Despite its location in Area B, Israel's Civil Administration has decided to act in Tel Aroma to prevent further damage to the site.

The ancient Tel Aroma fortress in Samaria is the northernmost of eight fortresses established by the Hasmonean Kingdom to protect Israel’s eastern border. Photo: Regavim.
The ancient Tel Aroma fortress in Samaria is the northernmost of eight fortresses established by the Hasmonean Kingdom to protect Israel’s eastern border. Photo: Regavim.

Over the past several days, Staff Officer for Archeology (SOA) inspectors within Israel’s Civil Administration carried out enforcement operations in the Tel Aroma archaeological site in Samaria, located in Area B, which is under Palestinian civilian control. This was a relatively rare operation since, up until several months ago, the Civil Administration refrained from enforcing violations regarding archaeological sites not located in Area C, which is in full Israeli control.

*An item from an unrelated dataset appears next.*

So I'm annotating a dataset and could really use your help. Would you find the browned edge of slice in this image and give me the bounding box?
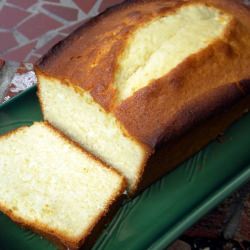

“Tel Aroma” is a biblical site mentioned in the Book of Judges and a Hasmonean fortress city. It overlooks the Itamar Ridge, and has suffered extensive destruction at the hands of vandals and thieves. Among other incidents, it was discovered that a Hasmonean fortification wall with a unique Herodian addition of decorated stones had been stolen.

About a year ago, Israel Hayom reported that the P.A planned to build a Palestinian heritage site and a mosque commemorating the shahids (“martyrs,” a euphemism for terrorists) at the location. This plan was considered “terrorism aimed at harming Jewish history” by Yossi Dagan, head of the Shomron Regional Council.

According to the “Shomrim al Hanetzach” (Preserving the Eternal) organization, last week Civil Administration personnel confiscated an excavator used to pave an illegal road at the site, destroying archaeological artifacts. As a result of the confiscation, the violations were stopped.

The Civil Administration has recently changed its policy and begun operating in Area B as well, where violations of antiquities laws and archaeological site destruction occurs. Several months ago, Israel Hayom reported that the Civil Administration was operating in the Khirbet Turpin ruins, also located in Area B. At the beginning of this month, SOA personnel operated in Khirbet Turpin again, confiscating four vehicles and arresting looters at the scene.

“We welcome the new trend,” said Moshe Gutman, chairman of Preserving the Eternal. “The State of Israel has understood that it is also responsible for heritage sites located in Area B. The policy change that began in Khirbet Turpin is spreading throughout Judea and Samaria, led by the political echelon. We hope to see more and more effective enforcement operations such as these. The heritage belongs to us all,” he added.

The Israeli government has set as a goal acting against the phenomenon of archaeological site destruction in Judea and Samaria, and preserving Jewish heritage in the region.

Last week, as was published by Israel Hayom, the government approved a massive plan to combat the destruction of antiquities, allocating NIS 120 million ($32 million) to the cause.